Il suggestivo impianto illuminotecnico distribuisce cromatismi dai toni cupi, freddi e siderali così come nell’intima natura della protagonista che con fredda e determinata lucidità cercherà di attuare il suo piano per il raggiungimento del suo obbiettivo. Costumi moderni, cappotti lunghi dai toni scuri privi di sfarzoso compiacimento dipingono di fosche tinte quanto i personaggi vanno compiendo e dicendo su una scena dai toni vagamente echeggianti un campo di concentramento. Grazie ad un disegno luci dosato a calibrare e disegnare gli spazi interiori dell’animo umano, con un taglio quasi cinematografico, assistiamo al dissidio interiore e al conflitto di una donna vittima e carnefice del suo destino di matricida. Medea è alle prese con sè stessa, con la sua natura e la sua complessità, in lotta con le sue pene e con  gli altri protagonisti del dramma che si avventano su lei come domatori contro una bestia indomita e selvaggia ma non per questo priva di quell’umanità e profondità che le fanno maturare scelte tragiche non senza ponderare gli efetti possibili che scaturiranno da queste; combattuta ma nello stesso tempo convinta nel perseguire il suo obiettivo per riscattarsi dalla condizione nella quale il marito Giasone l’ha fatta precipitare dopo che era assurta al ruolo di moglie, madre e donna amata poi tradita, che per seguire le onde dell’amore ha abbandonato la propria terra e la propria casa, straniera in terra straniera, bandita ed esiliata da quella casa in cui era stata dapprima accolta ed amata come promessa sposa in una terra all’inizio benevola ed accogliente con lei.
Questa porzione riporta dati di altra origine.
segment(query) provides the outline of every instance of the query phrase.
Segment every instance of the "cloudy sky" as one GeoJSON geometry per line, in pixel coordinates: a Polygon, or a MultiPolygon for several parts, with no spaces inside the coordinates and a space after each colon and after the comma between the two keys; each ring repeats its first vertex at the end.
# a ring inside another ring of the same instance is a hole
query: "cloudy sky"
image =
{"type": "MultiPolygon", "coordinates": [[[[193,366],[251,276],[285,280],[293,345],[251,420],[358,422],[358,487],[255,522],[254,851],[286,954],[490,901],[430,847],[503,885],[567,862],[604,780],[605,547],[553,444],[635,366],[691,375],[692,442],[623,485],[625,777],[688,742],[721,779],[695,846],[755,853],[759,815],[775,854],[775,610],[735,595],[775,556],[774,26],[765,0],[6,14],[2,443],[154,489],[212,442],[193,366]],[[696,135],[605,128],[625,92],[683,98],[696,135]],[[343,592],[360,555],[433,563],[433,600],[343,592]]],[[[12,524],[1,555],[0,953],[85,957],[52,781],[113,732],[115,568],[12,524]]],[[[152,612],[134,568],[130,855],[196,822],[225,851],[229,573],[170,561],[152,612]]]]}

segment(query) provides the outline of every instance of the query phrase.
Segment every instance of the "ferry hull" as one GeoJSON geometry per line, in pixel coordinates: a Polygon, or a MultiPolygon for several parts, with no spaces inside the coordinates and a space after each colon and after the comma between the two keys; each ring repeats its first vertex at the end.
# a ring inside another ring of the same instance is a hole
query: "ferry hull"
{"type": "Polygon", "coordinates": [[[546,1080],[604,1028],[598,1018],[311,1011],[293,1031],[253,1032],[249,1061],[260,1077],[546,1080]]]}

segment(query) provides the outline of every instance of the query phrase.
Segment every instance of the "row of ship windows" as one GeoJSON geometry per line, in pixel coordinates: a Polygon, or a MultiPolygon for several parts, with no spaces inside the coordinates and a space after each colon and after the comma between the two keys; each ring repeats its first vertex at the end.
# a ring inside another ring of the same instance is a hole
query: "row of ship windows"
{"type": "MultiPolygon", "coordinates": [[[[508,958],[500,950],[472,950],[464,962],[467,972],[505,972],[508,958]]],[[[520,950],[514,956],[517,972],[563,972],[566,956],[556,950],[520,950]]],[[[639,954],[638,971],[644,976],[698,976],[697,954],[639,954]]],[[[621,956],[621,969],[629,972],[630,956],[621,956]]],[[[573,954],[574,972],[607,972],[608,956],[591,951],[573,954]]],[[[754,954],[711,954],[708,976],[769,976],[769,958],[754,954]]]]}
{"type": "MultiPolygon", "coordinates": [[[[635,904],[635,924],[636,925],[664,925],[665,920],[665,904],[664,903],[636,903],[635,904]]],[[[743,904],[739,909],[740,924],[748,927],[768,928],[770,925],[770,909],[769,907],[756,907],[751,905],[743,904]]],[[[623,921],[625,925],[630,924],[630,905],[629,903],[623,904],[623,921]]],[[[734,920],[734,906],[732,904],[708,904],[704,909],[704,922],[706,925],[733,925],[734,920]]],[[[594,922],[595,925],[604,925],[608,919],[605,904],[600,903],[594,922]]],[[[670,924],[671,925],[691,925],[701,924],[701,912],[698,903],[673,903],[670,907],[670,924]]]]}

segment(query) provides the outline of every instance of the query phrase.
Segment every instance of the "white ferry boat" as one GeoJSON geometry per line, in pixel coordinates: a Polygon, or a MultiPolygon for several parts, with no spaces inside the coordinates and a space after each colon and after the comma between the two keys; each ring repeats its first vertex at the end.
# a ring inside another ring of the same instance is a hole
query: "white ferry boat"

Una regia pulita, semplice e diretta a parlare ad un pubblico eterogeneo senza troppi “fronzoli” o velleità pseudo intellettuali ma non per questo meno efficace nell’intenzione di comunicare e soprattutto condividere con gli spettatori la comoplesità di un’opera come la “Medea” di Euripide che è stata resa, grazie anche alle scelte operate a livello testuale adattato per la circostanza in totale coerenza con lo spazio scenico e il contesto senza nulla togliere all’originale testo greco rendendolo anzi più accessibile e funzionale per l’occasione, preciso nel raccontare e trasmettere le passioni e i conflitti di una donna alle prese con le sue inquitudini e con il suo dramma che la porteranno a prendere posizioni e fare scelte compromettenti e difficili ma coerenti con la sua indomita natura per quanto discutibili in grado di contrastare duramente le imposizioni che le sono state inflitte che la vedranno costretta nella macabra esecuzione che costerà la vita ai suoi affetti più cari ed intimi: in primis sui proprio figli.

Una donna che lotta e soffre con il pubblico invitato a condividere con lei la sua sofferenza e il suo dolore con il quale la protagonista dialoga quasi a voler spiegare l’intima “giustizia” delle sue azioni; una figura, quella che Federica Tatulli ci offre nella sua interpretazione, capace di rinascere dalle ceneri del suo dolore che ci viene restituita in tutta la sua dis-umanità apparente ma capace di rendersi più umana nonostante la scelta dolorosa che è costreta a fare per determinare da sola il suo destino come artefice unica della sua sorte benchè in risposta a quanto le sia capitato.

Una figura resa attuale nella sua concretezza non solo visivamente, ma anche percettibilmente vicina allo spettatore da farlo sentire parte di quel dramma e di quel dolore senza il filtro della quarta parete in diretto contatto visivo ed emotivo che lo rendono presente all’azione scenica grazie anche ad una interpretazione controllata e misurata, intensa e minimalista affatto sterile in grado di comunicare i paesaggi del dolore e della sofferenza di una figura in continuo dibattito movimento con se stessa.

Uno spettacolo ricco e denso di atmosfere cupe in linea con il dramma, in cui si avvicendano momenti di forte tensione ad altri in cui traspare tutta la fragilità di un essere ferito nel suo intimo e nel suo orgoglio per volontà altrui. Dicevamo una Medea contemporanea nella resa e nel tema che il testo affronta seppur con le debite differenze temporali e condizioni sociali ma pur sempre fedele all’intimità della natura umana attraverso le epoche.